Upward Facing Plank - Purvottanasana

Purvottanasana - Upward Facing Plank
Purvottanasana - Upward Facing Plank. Nicholas J Reid/Photodisc/Getty Images

Also Known As: Table-top

Type of Pose: Arm Balance

Benefits: Opens the chest, stretches the shoulders, wrists and ankles, strengthens the arms, legs and back.

Planks and their variations are all the rage for core strength training. For a little variety, throw in some side planks and this pose, an upward facing plank. The straight legged version of this pose provides a pretty intense stretch for the whole front of your body.

You may be surprised at how challenging it is to reach the balls of your feet to the floor. The more you can lift your chest, the easier this will be. Purvottanasana really gets into some parts of your body that other yoga poses neglect, which is why it's such a good addition to your practice. The tabletop variation with bent knees is more accessible and will still do a lot for your chest and back. 


1. Begin seated on your mat with your legs outstretched in staff pose

2. Place your palms flat on the mat under your shoulders. Your fingers should be facing the front of your mat.

3. Push into your hands to straighten your arms as you firm your legs and lift your butt off the floor. Do not lock your elbows. Keep them microbent.

4. Your legs stay straight. Reach the balls of your feet toward the floor. Ideally, the entire soles of your feet will be flat on the floor. 

5. Lift your hips to keep the front of your body straight.

Press into your palms and roll your shoulder blades onto your back to open your chest and keep your shoulders away from your ears.

6. You may let your head drop back or keep the chin tucked in, whichever is more comfortable.

7. Try to hold your pose for five deep inhales and exhales. Then release your butt to the floor on an exhalation.

Shake your wrists out. 

Beginners' Tips:

Try the table-top version of the pose, which is done with the knees bent.

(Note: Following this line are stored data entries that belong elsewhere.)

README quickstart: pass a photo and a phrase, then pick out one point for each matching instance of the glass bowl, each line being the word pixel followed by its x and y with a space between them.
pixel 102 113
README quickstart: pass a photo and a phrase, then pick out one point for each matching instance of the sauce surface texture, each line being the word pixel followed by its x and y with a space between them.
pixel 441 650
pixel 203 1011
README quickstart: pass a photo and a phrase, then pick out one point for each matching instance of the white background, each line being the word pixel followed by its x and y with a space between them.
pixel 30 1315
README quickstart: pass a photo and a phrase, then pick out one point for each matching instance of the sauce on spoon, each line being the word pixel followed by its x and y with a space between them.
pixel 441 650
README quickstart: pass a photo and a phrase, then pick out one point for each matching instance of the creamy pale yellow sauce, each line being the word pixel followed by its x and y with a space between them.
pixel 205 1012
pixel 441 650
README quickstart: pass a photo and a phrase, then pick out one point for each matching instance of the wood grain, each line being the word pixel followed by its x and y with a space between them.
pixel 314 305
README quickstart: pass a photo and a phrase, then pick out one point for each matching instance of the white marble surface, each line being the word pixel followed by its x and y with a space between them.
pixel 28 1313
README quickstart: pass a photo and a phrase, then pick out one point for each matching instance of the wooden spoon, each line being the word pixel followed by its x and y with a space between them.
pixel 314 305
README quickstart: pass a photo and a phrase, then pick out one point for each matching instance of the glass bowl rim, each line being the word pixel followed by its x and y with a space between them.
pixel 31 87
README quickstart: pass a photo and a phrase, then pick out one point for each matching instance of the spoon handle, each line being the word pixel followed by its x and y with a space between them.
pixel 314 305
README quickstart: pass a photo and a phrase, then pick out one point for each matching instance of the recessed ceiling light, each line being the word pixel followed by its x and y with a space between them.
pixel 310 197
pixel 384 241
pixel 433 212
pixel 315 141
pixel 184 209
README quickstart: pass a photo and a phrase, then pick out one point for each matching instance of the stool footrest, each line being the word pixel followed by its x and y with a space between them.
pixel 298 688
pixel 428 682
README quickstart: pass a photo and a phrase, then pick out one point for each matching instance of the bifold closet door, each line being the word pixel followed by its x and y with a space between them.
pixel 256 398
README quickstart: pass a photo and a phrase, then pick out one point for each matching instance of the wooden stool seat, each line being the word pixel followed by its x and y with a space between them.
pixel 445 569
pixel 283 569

1. While sitting in staff pose, bend your knees and bring the soles of your feet flat onto your mat about 6-8 inches in front of your butt. (This will vary depending on your size.)

2. Keep the knees bent as you push into your hands and feet to lift your hips toward the ceiling. The idea is to make a flat table-top with your body from shoulder to knee.

3. The shoulders should be over your wrists and the knees over your ankles. Adjust your feet if necessary to make this happen.

4. You can let your head hang back or keep you neck in line with your spine by tucking your chin.